A transgender woman in Indiana has become at least the 33rd known trans or gender-nonconforming person to be violently killed in the U.S. so far this year.
Sara Blackwood was shot to death in Indianapolis while walking home from her shift at Long John Silvers on Oct. 11, which was also National Coming Out Day, an annual event to emphasize the importance of LGBTQ coming out and living authentically.
Police responded to reports of a shooting and found Blackwood, 39, with a gunshot wound. She was transported to hospital, but later died, Indianapolis Metropolitan Police Department said.
Her death has been ruled a homicide, but police have yet to identify a suspect or release further information, CNN reports.
According to Planet Transgender, Blackwood was initially misgendered by both a local CBS affiliate and the IMPD.
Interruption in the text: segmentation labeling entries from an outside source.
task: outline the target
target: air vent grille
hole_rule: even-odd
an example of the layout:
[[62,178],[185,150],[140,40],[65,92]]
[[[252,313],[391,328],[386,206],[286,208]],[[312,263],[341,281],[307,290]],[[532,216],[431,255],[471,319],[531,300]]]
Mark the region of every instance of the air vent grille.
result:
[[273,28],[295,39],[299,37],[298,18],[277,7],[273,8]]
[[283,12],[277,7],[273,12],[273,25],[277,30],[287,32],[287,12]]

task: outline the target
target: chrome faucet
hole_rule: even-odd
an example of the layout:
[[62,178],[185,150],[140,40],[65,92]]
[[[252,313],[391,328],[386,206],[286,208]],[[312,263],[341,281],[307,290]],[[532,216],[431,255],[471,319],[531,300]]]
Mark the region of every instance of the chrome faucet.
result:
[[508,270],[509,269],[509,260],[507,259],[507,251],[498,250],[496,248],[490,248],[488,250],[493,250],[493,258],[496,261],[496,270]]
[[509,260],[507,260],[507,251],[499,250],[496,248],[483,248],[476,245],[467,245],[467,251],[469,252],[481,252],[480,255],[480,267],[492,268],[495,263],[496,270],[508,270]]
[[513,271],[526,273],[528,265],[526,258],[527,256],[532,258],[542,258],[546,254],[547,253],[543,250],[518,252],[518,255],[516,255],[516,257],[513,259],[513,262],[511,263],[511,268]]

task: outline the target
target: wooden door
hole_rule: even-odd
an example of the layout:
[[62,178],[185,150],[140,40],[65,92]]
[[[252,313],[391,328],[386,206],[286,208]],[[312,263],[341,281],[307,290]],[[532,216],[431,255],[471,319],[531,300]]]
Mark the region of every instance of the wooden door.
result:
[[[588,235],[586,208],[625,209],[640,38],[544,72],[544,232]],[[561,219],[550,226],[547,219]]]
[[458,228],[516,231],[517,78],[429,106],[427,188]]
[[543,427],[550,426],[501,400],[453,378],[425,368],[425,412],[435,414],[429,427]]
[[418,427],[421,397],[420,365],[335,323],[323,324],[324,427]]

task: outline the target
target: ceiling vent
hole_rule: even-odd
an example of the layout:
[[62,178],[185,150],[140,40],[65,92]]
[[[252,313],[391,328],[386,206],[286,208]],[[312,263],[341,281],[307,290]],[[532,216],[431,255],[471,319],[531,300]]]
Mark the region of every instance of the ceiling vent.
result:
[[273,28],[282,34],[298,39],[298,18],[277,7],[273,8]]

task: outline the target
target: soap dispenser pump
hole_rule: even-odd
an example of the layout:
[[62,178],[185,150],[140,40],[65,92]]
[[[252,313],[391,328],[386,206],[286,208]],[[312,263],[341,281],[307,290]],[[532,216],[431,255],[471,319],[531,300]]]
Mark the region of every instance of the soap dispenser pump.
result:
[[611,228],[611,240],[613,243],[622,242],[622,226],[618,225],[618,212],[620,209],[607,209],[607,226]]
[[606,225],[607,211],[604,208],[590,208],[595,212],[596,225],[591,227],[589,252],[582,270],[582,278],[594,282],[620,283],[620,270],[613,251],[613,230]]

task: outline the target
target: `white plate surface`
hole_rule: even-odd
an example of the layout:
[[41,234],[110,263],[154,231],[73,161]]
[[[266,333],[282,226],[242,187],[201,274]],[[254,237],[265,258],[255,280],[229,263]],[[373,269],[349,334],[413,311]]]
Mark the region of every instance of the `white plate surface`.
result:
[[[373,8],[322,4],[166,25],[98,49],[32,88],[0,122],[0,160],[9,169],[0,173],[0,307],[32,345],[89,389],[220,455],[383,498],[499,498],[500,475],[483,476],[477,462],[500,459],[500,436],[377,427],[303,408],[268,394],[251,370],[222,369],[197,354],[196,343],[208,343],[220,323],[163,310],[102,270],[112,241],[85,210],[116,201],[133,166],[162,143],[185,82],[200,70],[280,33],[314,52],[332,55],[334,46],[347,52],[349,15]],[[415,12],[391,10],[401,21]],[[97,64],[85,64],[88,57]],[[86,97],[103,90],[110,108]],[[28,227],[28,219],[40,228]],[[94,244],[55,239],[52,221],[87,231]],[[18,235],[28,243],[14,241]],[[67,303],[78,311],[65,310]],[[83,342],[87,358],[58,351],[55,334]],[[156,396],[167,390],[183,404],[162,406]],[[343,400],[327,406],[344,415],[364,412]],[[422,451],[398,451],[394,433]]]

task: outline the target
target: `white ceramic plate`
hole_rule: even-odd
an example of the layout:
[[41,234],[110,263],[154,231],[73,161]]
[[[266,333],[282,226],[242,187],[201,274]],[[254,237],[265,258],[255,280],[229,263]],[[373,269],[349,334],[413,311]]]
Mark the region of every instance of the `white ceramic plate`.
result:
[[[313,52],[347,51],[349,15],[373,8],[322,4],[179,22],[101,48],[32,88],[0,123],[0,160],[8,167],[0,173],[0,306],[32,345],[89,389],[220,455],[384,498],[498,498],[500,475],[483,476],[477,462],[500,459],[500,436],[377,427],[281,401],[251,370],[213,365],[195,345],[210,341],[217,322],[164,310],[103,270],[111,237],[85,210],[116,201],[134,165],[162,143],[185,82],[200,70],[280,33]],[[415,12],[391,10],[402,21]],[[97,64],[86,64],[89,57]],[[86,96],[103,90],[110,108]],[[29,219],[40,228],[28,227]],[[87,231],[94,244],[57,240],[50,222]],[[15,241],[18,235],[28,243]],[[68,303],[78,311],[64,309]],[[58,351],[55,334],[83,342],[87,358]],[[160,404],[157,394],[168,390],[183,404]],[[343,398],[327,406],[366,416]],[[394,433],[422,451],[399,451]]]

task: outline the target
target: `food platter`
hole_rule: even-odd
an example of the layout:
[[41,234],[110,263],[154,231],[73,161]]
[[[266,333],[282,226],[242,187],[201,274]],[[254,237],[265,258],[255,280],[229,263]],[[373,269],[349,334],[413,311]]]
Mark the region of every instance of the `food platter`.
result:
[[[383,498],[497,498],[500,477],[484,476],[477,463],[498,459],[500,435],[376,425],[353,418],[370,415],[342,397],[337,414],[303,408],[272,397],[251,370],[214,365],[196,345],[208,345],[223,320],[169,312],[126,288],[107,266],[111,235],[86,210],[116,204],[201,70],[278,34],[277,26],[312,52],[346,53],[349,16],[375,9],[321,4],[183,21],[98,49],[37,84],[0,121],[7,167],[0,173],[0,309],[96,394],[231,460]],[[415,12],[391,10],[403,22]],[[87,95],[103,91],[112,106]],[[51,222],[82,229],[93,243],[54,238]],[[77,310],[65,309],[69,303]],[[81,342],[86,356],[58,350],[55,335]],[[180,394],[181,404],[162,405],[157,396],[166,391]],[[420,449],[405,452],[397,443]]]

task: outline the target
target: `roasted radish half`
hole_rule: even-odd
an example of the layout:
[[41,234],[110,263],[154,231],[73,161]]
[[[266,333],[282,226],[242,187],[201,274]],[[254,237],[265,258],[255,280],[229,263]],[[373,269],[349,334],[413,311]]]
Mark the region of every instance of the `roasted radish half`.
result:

Friends who reached out to the site described Blackwood as “a shy trans woman who loved anime.” One person said that Blackwood’s partner of eight years, Avery Ellis Blackwood, had been told that she died during emergency surgery, but at the time knew little else about what had happened.
Speaking to CNN, Avery Blackwood said, “I loved her so much and I am grieving so deeply. She was my whole world and I am inconsolable.”
Bonnie Lambeth, a friend of Blackwood, told CNN that she was shocked at her death, but added, “Being trans is a motive for murder in a lot of places and so there was always this mild acceptance that this was a risk. I’m shaken by it, but there’s a level of understanding that this was a possibility.”
Tori Cooper, the Human Rights Campaign’s director of community engagement for the Transgender Justice Initiative, mourned Blackwood’s death, noting in a statement that she was one of six transgender women who had been killed in a 23-day span.
“This violence is heartbreaking and horrifying. It must end,” Cooper said. “We have already seen more trans and gender non-conforming people killed this year since we began tracking these deaths in 2013, and the numbers continue to climb, even during a pandemic. We must all ask ourselves what each of us is doing to work to bring this violence to an end.
“We are mourning Sara’s loss along with her friends and family, including her domestic partner Avery, who are all in our thoughts,” Cooper continued. “As we take time to remember Sara, we’ll keep fighting for the lives for all trans and gender non-conforming people.”
Research conducted by HRC has found that around three-quarters of known trans victims are misgendered by media or law enforcement.
“In an injustice compounding this tragedy, Sara was initially misgendered by police and has been misnamed and misgendered in some media reports following her death,” HRC said in a press release. “Anti-transgender stigma is exacerbated by callous or disrespectful treatment by some in the media, law enforcement and elected offices.”
They added: “We must demand better from our elected officials and reject harmful anti-transgender legislation at the local, state and federal levels, while also considering every possible way to make ending this violence a reality. It is clear that fatal violence disproportionately affects transgender women of color, especially Black transgender women.
“The intersections of racism, transphobia, sexism, biphobia and homophobia conspire to deprive them of necessities to live and thrive, so we must all work together to cultivate acceptance, reject hate and end stigma for everyone in the trans and gender non-conforming community.”